07/03/2016

Sejarah Perkembangan Paham Aswaja

           3. Periode Tabi’in.
Maksud periode tabi’in dalam hal ini ialah periode pasca kekhalifahan sahabat Ali bin Abi Talib kw. yang ditengarai oleh munculnya sekte-sekte Islam yang banyak mendapat sorotan para ulama dan ahli sejarah, seperti:
a.       Qadariyah
b.      Murji’ah; dan
c.       Jabbariyah.
Qadariyah dengan pendirinya Ma’bad aljuhani dan al-Dimasyqi, antara lain berpendapat bahwa manusia memiliki qadar (kemampuan) sendiri untuk menciptakan perbuatannya tanpa campur tangan sama sekali Tuhan.

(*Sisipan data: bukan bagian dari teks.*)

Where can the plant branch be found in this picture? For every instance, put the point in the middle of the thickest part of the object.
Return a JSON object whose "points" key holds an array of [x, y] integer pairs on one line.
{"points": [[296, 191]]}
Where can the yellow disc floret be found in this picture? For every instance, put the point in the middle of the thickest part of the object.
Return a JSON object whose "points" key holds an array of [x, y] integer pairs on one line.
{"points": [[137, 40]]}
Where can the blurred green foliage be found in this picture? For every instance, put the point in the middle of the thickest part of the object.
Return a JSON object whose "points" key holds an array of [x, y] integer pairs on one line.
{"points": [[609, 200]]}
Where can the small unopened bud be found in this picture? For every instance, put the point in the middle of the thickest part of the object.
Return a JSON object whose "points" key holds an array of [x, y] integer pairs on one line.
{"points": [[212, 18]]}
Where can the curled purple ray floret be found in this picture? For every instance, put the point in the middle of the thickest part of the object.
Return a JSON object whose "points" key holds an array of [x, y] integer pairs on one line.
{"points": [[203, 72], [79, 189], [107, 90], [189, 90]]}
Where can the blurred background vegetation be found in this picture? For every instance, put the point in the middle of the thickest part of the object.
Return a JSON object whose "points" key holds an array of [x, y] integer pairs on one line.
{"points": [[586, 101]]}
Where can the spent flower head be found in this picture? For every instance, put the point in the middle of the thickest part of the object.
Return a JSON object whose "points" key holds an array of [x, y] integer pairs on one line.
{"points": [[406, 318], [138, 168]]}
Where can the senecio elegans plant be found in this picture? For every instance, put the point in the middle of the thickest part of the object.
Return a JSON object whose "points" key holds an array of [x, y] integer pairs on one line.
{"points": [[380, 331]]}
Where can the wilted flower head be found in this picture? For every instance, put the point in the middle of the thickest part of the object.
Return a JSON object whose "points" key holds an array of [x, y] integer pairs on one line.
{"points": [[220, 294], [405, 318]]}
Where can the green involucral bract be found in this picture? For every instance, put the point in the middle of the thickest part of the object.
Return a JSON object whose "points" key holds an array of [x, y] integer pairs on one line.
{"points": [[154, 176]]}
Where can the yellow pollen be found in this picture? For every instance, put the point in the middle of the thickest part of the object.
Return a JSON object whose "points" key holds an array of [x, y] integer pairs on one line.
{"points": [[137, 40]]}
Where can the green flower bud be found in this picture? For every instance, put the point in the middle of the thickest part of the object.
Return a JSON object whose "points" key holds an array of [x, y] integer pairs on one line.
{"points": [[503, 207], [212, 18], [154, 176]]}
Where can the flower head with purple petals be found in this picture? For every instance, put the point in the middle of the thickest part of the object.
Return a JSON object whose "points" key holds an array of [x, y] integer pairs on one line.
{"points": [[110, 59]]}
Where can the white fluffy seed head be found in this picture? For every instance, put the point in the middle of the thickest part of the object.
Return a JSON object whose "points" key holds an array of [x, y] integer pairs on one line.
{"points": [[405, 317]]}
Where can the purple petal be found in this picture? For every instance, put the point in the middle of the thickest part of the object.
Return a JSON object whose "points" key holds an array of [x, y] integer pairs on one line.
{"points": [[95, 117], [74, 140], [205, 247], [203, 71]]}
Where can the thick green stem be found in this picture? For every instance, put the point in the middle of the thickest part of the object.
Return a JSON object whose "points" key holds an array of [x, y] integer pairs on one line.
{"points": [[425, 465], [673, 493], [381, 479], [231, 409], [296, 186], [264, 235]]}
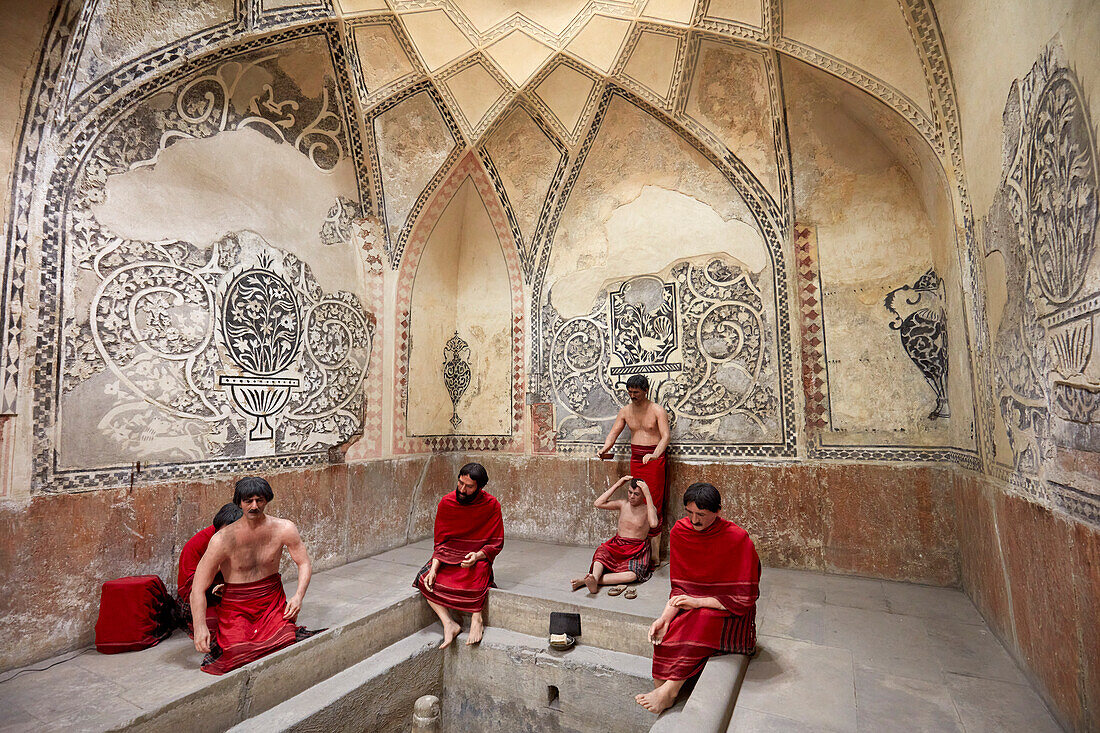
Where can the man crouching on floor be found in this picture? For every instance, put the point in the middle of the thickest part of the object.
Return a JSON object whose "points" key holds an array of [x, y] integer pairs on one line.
{"points": [[715, 575], [254, 616], [469, 534], [625, 558]]}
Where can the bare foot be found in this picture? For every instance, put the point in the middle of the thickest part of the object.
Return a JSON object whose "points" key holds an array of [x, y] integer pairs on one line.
{"points": [[450, 631], [657, 701], [476, 631]]}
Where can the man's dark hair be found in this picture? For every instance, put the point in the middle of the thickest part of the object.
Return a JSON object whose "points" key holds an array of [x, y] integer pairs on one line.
{"points": [[475, 471], [226, 516], [252, 485], [705, 496]]}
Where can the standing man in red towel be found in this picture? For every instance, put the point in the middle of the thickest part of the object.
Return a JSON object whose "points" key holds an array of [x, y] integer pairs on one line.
{"points": [[712, 609], [649, 437], [469, 535], [189, 557], [254, 616]]}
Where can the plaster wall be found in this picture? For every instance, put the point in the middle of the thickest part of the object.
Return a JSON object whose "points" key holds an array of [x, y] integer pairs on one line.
{"points": [[876, 194]]}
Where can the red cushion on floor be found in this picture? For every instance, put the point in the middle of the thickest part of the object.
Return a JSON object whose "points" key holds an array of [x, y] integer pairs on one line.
{"points": [[134, 613]]}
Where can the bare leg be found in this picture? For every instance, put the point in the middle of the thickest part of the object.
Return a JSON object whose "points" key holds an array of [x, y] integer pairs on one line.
{"points": [[451, 627], [592, 580], [476, 628], [662, 697], [616, 578]]}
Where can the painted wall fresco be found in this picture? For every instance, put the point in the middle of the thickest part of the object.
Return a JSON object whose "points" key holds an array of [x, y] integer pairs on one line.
{"points": [[202, 315], [1041, 239]]}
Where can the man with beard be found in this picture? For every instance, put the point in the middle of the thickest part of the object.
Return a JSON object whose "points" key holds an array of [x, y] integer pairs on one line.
{"points": [[469, 535], [254, 616], [189, 557], [625, 557], [715, 577], [649, 437]]}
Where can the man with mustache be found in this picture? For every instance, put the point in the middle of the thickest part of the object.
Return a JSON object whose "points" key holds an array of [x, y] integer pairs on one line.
{"points": [[254, 616], [715, 575], [649, 437], [469, 535], [189, 558]]}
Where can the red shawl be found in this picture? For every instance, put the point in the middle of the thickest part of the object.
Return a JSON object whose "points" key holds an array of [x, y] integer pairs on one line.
{"points": [[719, 562], [461, 529], [250, 624], [652, 473], [189, 560]]}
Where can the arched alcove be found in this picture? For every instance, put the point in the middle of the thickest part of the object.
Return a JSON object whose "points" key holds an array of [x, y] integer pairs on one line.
{"points": [[460, 305]]}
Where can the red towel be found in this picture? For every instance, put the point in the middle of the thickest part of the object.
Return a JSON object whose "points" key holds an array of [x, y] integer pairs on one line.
{"points": [[719, 562], [461, 529], [250, 624], [134, 613], [623, 555], [189, 560], [652, 473]]}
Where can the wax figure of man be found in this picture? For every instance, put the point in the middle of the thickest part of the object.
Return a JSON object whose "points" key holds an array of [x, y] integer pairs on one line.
{"points": [[189, 561], [254, 616], [649, 437], [715, 575], [469, 535], [625, 557]]}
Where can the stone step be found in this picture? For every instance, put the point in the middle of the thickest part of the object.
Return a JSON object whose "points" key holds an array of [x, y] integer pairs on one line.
{"points": [[266, 682], [374, 695]]}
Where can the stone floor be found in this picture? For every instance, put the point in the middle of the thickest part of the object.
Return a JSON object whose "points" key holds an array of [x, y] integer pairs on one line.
{"points": [[837, 653]]}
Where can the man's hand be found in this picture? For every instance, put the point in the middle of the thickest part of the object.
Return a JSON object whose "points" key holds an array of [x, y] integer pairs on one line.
{"points": [[202, 638], [293, 606], [685, 602], [657, 631]]}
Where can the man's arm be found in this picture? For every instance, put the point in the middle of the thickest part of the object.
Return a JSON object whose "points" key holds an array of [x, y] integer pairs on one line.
{"points": [[300, 557], [603, 503], [613, 436], [662, 427], [650, 510], [204, 576], [693, 602]]}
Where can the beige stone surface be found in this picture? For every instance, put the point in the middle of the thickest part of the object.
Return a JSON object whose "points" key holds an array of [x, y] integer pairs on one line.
{"points": [[381, 56], [526, 160], [882, 45], [413, 144]]}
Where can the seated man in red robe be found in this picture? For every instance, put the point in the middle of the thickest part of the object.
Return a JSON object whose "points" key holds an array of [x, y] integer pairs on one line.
{"points": [[649, 437], [469, 535], [254, 616], [189, 561], [715, 576], [625, 557]]}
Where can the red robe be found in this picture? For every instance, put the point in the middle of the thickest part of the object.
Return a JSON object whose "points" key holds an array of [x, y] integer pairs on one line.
{"points": [[719, 562], [134, 613], [189, 561], [652, 473], [461, 529], [622, 555], [250, 624]]}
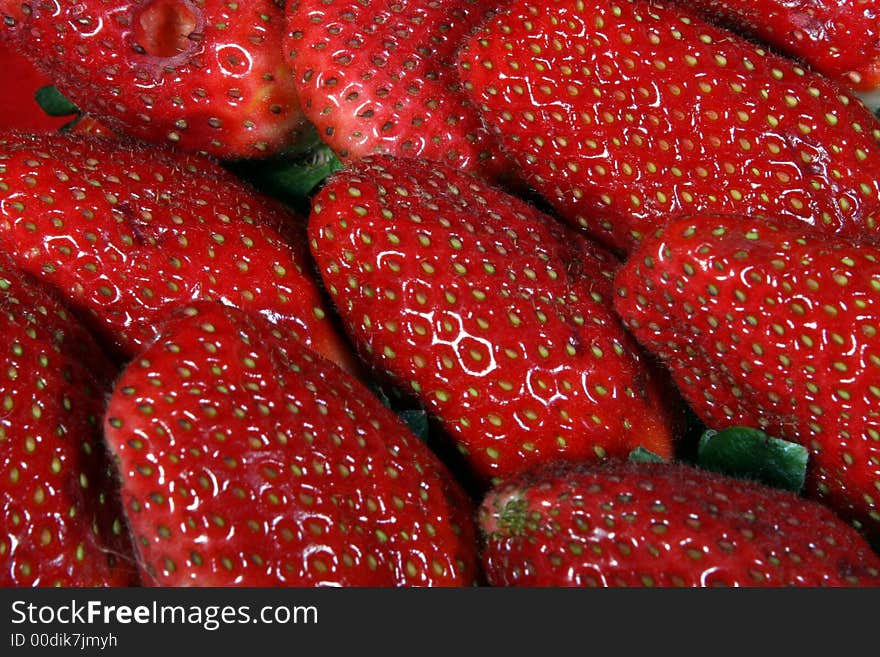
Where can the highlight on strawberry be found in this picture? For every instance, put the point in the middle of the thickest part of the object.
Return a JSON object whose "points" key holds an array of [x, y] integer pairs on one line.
{"points": [[457, 293], [663, 525], [626, 114], [202, 75], [379, 77], [766, 323], [61, 520], [125, 232]]}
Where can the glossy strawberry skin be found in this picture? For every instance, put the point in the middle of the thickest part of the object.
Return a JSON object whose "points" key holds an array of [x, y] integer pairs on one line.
{"points": [[125, 232], [19, 81], [624, 119], [249, 461], [664, 525], [766, 324], [380, 77], [494, 316], [61, 521], [838, 39], [203, 75]]}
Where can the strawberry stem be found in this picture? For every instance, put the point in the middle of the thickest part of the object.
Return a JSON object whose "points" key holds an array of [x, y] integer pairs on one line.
{"points": [[752, 454]]}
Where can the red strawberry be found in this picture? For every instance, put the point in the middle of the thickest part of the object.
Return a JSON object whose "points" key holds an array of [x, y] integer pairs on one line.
{"points": [[205, 75], [60, 519], [380, 77], [625, 114], [661, 524], [19, 81], [247, 460], [496, 317], [770, 325], [839, 39], [125, 232]]}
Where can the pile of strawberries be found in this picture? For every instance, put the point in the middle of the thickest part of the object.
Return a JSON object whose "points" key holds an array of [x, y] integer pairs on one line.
{"points": [[562, 234]]}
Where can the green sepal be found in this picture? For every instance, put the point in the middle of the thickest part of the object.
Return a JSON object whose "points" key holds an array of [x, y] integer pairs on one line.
{"points": [[53, 102], [642, 455], [291, 178], [417, 421], [749, 453]]}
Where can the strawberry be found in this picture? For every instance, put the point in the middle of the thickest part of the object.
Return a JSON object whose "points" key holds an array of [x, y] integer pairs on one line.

Sedangkan pendapat yang paling menonjol dari sekte Murji’ah yang dipelopori oleh Hasan bin Bilal al Muzni, Abu Salah al-Saman, Sauban dan Dirar bin Umar, ialah menangguhkan hukuman duniawi hingga hari kiamat. Hal ini lebih dilatarbelakangi oleh sikap apatis mereka terhadap pertikaian politik semenjak masa kekhalifahan Usman bin Affan ra. Mereka enggan menyatakan bagaimana hukumnya kelompok Syi’ah, Khawarij, Mu’awiyah, ataupun kelompok Ali sendiri yang non-Syi’ah. Bagaimana hukum masing-masing semua diserahkan kepada Tuhan kelak pada hari kiamat. Tetapi kemudian pendapatnya meluas termasuk meniadakan hukum qisas, diyat atau hukuman bagi pezina, semua hukuman ditunda sampai hari kiamat dihadapan Tuhan.
Sementara itu sekte jabariyah dengan pendirinya Jaham bin Safwan, atau sering pula disebut sekte Jahamiyah, menyatakan bahwa manusia tidak memiliki qadar sama sekali. Semua perbuatan manusia diciptakan secara mutlak oleh Qadar Tuhan. Baik-buruknya perbuatan manusia, semata-mata merupakan perwujudan dari baik buruknya Qadar Tuhan. Pendapat ini bertolak belakang 180 derajat dengan pendapat sekte Qadariyah.
Tentang keempat sekte ini, sebagian ulama berpendapat hanya ada dua sekte. Yakni, sekte Qadariyah adalah nama lain dari Mu’tazilah, dan sekte Murji’ah adalah nama lain dari jabariyah atau jahamiyah. Dan pengaruhnya sangat kuat, hingga kini terus mewarnai percaturan kalam (teologis) umat Islam ialah sekte Mu’tazilah.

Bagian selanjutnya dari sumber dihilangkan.